Given those complexities, some think that telehealth isn’t a good fit for systemic hormone therapy at all. “My point of view is that that’s not a good use of telemedicine when there is a higher risk medication that’s being offered,” said May Allen, co-founder and CEO of Interlude.

Allen and her co-founder decamped from Evernow in late 2021 to start their company, which offers scripts only for low-dose vaginal estrogen, which is used to treat menopause’s genitourinary symptoms, including vaginal dryness, itching, and urinary urgency. “From the telehealth standpoint, beginning with the topicals was definitely considered the safest,” said urologist Ashley Winter, chief medical officer for Odela, another company that sticks to vaginal treatments. 

Their competitors say it’s very possible to support safe prescribing of systemic hormone replacement therapy over the internet — and that it’s critical to keep refining those processes. 

“Is my top worry overprescription of hormone therapy? No,” said Evernow’s Jackson. “I still think the top worry by far is there are so many women who aren’t on hormone therapy and aren’t getting the long-term benefits of it.” 

To move forward, companies will need to do the hard work of integrating virtual hormone therapy prescriptions with necessary in-person and long-term care. 

“If you’re going to be providing through a telehealth environment something with risk, and if you yourself don’t have a brick-and-mortar option, then have community health care provider relationships,” said Winter. “Then when you do recommend that somebody has their mammogram, you have partnerships to make sure that your patients are doing the things that they need to do to undergo your treatment with a safety net.” 

Larkin believes that telehealth has an important place in women’s midlife care, but said that trying to access her patients’ records from some telemedicine platforms prescribing hormone therapy has proven “a black hole.” 

“The problem that I see with many of these standalone companies is that they’re piecemeal visits,” she said, with no process to connect patients to in-person local care. 

“It’s really not coordinated in any way, shape, or form,” said Faubion. “So I think it’s still a little bit the wild west.
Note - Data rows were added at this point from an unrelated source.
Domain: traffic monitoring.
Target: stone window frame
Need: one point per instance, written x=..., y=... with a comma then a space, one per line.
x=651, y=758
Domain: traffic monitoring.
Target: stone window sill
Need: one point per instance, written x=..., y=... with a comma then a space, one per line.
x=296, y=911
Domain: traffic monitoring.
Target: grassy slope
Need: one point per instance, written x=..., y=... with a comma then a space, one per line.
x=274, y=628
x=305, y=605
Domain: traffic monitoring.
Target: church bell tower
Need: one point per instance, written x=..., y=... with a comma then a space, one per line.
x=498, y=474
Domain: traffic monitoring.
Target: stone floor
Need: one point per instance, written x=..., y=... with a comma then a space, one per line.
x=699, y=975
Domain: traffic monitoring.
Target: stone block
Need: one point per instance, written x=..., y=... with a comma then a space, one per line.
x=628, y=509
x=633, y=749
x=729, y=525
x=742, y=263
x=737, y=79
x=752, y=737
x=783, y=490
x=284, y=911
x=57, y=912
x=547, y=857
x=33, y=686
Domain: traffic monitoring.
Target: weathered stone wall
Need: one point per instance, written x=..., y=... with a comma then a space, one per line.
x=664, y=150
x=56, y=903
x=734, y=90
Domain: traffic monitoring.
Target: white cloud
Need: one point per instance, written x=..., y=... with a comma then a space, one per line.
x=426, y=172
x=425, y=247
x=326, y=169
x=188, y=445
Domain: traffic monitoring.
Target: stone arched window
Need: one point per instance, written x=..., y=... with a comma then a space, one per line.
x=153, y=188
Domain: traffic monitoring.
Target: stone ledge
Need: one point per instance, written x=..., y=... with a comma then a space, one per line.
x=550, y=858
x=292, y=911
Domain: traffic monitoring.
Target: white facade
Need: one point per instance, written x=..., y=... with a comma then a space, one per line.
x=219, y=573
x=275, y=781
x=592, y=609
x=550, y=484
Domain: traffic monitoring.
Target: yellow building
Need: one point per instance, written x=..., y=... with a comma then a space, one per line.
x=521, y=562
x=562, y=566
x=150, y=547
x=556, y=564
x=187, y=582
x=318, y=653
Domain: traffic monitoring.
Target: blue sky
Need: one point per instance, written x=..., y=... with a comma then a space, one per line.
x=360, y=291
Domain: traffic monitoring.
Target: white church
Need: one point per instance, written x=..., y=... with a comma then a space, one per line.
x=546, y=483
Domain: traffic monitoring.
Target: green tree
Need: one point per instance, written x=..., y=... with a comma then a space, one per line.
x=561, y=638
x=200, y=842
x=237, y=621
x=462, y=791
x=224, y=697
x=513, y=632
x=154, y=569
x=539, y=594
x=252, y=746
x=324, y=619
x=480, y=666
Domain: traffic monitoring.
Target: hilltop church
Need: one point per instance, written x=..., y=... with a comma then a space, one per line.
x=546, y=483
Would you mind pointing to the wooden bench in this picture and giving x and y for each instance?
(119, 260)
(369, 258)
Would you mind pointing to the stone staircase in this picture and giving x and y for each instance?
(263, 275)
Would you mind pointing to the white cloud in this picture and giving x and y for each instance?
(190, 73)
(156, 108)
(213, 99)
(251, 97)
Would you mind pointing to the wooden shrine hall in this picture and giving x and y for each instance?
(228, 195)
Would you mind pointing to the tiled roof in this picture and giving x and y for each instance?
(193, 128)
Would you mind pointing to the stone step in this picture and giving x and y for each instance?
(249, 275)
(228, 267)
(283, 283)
We still don’t know what the overall impact on women is or will be.”

With the right guardrails, though, telehealth leaders think their platforms can help drive not just more care for women going through menopause, but better care.

“A good telehealth company will be amplifying this expert care through protocols, through clinical education, through patient education tools,” said Midi’s Jordan. “Telehealth can really elevate the care experience, plus make it accessible.”

Larkin acknowledged that her own business model, a cash-pay, concierge network, is no way to solve the access problem. “Look, we wish every woman could have her own concierge physician that she could call up every single day, who also has seen 100,000 patients in their lifetime and has all that knowledge,” said Jackson. “Unfortunately, we don’t live in that world.” 

For now, every women’s health provider can agree there’s a need for better solutions, as long as women in the United States still live in a menopause management vacuum.